Mahkeme, sanık Ali Erkazan'ın üzerine atılı "hakaret" suçunu işlediği sabit olduğundan 185 gün adli para cezasına çarptırılmasına karar verdi.
Sanık Erkazan'ın müştekiye karşı söylemlerini gerçekleştirdiği yer ile birden fazla alanda dile getirmesini dikkate alan mahkeme, sanığın cezasını 268 gün adli para cezasına çıkardı.
Mahkeme, sanığın haksız fiil nedeniyle suçu işlediğine kanaat getirerek cezasını önce 178 güne, duruşmalardaki iyi halini de göz önüne alarak 148 güne indirdi.
Sanık Ali Erkazan'ın 148 gün adli para cezasını mahkeme, günlüğü 20 liradan 2 bin 960 liraya çevirdi.

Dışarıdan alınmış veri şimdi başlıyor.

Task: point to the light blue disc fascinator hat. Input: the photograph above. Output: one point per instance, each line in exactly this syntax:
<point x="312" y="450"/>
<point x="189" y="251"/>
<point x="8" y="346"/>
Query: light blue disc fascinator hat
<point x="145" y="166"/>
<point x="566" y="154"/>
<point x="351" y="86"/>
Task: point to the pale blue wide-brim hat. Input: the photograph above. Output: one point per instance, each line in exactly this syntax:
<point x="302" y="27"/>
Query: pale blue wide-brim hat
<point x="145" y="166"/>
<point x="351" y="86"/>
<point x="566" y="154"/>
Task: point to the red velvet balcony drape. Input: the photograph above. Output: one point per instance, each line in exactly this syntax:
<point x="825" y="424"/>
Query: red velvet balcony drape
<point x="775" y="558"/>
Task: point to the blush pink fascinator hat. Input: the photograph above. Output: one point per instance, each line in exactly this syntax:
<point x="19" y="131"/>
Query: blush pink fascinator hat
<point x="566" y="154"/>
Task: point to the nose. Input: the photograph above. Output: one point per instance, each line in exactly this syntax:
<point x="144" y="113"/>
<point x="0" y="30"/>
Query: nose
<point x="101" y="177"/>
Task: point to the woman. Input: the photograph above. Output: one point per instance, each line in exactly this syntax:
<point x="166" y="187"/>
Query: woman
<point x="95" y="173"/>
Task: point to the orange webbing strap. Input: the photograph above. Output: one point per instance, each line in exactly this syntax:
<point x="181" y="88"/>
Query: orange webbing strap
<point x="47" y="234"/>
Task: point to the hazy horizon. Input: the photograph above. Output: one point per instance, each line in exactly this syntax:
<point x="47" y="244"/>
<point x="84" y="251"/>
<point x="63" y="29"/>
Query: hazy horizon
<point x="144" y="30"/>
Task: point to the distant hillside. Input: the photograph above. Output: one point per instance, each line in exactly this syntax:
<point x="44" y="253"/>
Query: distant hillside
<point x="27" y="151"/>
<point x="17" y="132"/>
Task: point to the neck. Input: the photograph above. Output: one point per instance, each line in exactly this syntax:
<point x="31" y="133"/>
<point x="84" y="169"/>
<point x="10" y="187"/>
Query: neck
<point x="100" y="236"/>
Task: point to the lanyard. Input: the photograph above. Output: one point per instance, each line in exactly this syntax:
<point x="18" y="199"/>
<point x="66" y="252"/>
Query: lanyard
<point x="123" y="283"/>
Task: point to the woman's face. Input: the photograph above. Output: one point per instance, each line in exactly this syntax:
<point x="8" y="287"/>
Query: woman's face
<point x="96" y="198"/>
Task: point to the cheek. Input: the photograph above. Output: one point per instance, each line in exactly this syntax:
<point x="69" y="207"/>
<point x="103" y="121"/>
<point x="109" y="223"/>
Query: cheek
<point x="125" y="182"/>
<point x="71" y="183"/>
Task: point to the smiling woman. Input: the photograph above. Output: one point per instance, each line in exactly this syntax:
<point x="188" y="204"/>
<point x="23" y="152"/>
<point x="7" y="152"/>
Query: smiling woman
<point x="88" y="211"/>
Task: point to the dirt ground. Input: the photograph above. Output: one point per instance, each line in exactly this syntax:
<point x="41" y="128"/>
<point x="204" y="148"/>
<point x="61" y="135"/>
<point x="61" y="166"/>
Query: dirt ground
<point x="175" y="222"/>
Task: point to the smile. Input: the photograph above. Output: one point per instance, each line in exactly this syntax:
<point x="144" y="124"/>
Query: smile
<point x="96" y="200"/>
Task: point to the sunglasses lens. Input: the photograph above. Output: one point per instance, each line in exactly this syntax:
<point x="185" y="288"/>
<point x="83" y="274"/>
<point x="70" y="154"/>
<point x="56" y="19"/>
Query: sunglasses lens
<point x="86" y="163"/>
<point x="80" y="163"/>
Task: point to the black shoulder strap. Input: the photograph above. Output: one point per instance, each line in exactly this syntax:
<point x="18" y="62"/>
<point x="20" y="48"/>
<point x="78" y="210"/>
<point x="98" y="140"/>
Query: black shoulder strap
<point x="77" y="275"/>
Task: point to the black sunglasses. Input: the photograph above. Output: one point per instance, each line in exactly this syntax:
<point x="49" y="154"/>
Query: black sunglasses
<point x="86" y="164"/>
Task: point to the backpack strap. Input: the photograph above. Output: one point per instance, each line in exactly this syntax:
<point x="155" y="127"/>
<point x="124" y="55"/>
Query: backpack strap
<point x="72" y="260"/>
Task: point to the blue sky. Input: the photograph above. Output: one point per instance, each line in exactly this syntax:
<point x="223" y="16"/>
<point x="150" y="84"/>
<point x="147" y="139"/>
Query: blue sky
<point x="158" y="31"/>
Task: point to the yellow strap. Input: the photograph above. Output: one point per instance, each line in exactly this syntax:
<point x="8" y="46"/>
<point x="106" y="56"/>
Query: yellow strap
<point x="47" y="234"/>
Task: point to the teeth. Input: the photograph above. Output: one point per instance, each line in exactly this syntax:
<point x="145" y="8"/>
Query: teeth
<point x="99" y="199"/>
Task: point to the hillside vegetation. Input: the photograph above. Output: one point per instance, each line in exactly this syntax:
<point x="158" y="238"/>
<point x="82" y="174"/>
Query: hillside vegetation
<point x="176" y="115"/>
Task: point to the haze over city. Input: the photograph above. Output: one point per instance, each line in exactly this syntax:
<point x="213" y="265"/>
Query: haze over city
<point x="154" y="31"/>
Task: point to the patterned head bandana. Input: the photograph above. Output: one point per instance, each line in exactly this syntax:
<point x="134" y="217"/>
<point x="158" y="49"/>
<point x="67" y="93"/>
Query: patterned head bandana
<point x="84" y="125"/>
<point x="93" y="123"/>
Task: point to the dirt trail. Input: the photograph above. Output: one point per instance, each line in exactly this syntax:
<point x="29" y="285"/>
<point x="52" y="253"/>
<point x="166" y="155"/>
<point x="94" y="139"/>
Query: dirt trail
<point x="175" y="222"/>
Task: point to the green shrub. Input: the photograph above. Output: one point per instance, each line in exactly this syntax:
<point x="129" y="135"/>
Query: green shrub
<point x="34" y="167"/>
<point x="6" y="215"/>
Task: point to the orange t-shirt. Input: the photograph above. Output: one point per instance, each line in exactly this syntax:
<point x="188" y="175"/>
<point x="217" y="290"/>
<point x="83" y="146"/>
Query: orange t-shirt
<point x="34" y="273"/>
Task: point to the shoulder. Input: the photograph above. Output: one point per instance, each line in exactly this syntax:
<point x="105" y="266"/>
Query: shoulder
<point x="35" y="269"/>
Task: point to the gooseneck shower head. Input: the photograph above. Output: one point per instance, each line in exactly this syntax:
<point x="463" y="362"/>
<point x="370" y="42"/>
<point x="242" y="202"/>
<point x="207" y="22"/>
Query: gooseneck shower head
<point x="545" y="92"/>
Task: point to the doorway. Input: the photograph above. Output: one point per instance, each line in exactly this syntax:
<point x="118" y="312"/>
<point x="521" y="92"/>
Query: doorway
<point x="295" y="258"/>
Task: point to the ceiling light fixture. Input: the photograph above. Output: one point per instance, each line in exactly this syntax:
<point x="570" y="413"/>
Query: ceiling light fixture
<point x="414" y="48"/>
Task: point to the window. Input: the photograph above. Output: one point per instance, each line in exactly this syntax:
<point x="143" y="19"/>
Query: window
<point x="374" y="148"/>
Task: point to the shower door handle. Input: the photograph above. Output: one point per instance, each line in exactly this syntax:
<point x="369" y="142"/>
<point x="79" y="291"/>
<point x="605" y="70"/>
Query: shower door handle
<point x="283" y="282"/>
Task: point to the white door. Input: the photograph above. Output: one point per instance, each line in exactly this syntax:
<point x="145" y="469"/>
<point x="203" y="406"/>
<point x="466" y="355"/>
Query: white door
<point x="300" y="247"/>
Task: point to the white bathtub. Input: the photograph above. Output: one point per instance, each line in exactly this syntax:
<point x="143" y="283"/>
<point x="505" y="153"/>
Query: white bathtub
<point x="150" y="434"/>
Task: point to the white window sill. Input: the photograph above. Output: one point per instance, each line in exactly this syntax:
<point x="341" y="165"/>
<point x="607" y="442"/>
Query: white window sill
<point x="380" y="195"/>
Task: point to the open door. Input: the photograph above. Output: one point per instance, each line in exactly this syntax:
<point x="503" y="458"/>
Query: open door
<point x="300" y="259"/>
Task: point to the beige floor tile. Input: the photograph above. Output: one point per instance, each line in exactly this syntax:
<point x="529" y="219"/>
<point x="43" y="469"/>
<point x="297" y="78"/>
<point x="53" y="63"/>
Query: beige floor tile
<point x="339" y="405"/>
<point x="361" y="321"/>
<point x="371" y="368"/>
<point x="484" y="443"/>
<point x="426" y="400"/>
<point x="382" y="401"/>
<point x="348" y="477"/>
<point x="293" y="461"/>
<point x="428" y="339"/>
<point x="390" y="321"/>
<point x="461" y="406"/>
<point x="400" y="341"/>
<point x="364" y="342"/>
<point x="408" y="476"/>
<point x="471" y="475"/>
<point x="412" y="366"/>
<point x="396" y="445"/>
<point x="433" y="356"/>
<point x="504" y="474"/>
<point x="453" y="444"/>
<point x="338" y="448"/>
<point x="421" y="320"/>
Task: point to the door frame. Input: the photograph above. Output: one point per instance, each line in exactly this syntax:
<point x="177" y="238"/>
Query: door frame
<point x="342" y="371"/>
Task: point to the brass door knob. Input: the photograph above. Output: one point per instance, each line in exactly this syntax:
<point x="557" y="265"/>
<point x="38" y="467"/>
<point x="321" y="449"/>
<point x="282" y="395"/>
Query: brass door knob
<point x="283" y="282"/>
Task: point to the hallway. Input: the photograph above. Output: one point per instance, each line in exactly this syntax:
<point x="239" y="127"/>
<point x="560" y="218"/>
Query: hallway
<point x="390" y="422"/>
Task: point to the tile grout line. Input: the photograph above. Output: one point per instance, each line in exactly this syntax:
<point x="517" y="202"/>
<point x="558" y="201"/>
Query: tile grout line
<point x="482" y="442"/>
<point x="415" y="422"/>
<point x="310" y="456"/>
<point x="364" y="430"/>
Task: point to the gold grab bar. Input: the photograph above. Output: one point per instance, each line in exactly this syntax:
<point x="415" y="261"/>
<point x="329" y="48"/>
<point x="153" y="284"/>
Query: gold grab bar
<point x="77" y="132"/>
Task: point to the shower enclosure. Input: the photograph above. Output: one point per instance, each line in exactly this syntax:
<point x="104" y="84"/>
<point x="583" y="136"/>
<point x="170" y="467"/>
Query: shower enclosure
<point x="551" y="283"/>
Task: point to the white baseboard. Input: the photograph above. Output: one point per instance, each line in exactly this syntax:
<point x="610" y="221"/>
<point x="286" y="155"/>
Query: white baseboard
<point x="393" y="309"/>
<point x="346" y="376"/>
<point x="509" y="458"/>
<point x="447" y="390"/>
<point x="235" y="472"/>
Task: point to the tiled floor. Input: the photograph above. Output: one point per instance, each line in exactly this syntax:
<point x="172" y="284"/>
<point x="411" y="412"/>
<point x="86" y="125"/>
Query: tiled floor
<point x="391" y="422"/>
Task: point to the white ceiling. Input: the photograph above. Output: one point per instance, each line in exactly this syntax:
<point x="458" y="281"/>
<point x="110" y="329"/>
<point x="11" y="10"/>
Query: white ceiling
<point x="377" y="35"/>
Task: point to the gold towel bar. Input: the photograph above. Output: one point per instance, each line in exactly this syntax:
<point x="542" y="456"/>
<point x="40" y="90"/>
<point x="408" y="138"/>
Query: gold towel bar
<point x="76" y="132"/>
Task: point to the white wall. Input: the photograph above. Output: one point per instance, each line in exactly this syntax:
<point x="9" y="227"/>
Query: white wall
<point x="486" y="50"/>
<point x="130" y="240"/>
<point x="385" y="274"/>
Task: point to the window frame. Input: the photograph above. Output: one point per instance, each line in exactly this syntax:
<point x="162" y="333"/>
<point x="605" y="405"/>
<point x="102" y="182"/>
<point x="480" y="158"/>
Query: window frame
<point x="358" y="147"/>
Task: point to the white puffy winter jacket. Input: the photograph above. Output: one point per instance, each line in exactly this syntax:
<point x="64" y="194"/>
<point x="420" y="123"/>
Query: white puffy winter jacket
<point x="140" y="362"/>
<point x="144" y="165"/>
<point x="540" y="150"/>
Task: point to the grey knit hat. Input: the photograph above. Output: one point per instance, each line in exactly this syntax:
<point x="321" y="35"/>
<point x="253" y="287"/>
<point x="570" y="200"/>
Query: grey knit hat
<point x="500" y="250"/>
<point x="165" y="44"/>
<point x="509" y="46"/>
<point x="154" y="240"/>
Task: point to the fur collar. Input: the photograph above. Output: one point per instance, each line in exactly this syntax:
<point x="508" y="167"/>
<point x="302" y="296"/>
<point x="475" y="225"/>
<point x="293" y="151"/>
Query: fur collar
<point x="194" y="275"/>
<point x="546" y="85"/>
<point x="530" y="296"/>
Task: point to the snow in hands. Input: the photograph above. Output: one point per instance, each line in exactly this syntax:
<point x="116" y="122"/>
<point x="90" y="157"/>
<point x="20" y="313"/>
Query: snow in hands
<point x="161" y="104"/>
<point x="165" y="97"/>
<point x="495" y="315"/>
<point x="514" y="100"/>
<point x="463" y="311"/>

Duruşma çıkışında basın mensuplarına konuşan Hakan Meriçliler, "Sanık ceza aldı. Şunu anladık ki, televizyonlara çıkıp hakaret edip iftira atmak cezasız kalmıyor. O anlamda da yüce Türk adaletine ve hukukuna çok teşekkür ediyorum. Evet 3 yıl beklendi, ağır gibi görünebilir, hiç önemli değil, sonuçta adalet yerini buldu." diye konuştu.